Condemning the central government for being "sneaky" in renaming the Memorial Hall, Wu called on other KMT-ruled local governments to join the Taipei City Government's move and set up "anti-corruption" monuments to stress the importance of integrity.
The Taipei City Government announced on Tuesday it would rename the section of Ketagalan Boulevard between Gongyuan Road and Jingfumen the "Anti-Corruption Democracy Square," but further details on the designs of name plates and whether the plates would cover the old ones have yet to be determined.

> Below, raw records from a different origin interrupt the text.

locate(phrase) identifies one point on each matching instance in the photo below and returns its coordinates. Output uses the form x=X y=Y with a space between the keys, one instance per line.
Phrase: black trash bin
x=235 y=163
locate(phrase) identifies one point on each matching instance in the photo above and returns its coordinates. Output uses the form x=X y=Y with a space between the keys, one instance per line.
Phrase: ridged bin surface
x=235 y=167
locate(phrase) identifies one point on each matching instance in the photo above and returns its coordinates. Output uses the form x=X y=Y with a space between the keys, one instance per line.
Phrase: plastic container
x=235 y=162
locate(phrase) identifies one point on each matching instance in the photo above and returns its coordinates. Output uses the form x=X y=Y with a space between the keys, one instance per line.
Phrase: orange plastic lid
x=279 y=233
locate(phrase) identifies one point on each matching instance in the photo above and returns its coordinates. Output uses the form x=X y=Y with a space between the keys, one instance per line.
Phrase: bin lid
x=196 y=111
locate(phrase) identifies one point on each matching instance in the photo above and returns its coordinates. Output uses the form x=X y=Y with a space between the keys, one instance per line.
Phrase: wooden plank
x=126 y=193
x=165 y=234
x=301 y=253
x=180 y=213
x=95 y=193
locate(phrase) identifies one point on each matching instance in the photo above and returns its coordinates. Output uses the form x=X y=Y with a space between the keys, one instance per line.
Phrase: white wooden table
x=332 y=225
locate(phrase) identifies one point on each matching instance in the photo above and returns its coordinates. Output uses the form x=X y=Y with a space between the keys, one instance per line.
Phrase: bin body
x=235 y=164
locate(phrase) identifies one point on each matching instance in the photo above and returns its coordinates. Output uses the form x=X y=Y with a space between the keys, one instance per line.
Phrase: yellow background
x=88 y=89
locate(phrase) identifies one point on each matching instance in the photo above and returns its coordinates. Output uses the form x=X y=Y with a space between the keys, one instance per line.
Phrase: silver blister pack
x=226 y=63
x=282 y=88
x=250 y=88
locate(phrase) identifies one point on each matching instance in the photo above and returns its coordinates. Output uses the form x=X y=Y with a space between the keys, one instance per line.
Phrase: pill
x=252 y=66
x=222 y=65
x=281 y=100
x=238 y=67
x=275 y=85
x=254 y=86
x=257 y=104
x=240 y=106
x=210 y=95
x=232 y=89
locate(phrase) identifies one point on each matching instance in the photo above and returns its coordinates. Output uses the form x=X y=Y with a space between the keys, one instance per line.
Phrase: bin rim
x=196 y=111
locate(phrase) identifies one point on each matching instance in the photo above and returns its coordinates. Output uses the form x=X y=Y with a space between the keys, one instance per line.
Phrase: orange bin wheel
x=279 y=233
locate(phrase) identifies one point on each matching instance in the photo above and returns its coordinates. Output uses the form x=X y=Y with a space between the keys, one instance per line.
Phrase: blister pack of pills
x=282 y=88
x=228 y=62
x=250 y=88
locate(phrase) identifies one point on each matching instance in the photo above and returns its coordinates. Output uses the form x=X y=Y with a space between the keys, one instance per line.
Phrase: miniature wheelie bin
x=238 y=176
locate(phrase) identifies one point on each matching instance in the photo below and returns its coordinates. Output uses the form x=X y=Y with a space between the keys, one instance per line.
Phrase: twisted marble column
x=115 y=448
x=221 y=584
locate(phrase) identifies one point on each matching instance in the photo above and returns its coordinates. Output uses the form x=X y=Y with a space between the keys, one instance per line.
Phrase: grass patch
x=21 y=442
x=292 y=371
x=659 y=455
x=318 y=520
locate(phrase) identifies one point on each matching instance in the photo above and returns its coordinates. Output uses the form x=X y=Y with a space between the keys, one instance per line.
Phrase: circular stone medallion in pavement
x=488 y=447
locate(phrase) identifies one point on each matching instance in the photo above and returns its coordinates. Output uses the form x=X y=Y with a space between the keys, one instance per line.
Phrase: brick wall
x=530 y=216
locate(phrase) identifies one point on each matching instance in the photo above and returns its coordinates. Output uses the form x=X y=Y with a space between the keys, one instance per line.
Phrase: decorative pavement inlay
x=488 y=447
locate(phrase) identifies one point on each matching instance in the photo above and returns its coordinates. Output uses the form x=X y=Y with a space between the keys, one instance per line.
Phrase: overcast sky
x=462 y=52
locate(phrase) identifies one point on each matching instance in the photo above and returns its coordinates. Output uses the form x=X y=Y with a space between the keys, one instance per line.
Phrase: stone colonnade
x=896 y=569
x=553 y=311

After the Ministry of Education (MOE) lashed out at the city on Tuesday for its removing the canvas and banners used to cover the name plate of the memorial hall, the ministry pledged to put the banners back on. Lee Yong-ping (李永萍), director of the department, sent ministry officials invitations yesterday morning to a negotiation meeting to seek consensus. But no ministry representatives showed up to the meeting later that afternoon.
Lee expressed regret over the central government's reluctance to communicate with the city government to resolve the issue, and accused the ministry of forgery by failing to request a maintenance construction permit from the city's building administration office.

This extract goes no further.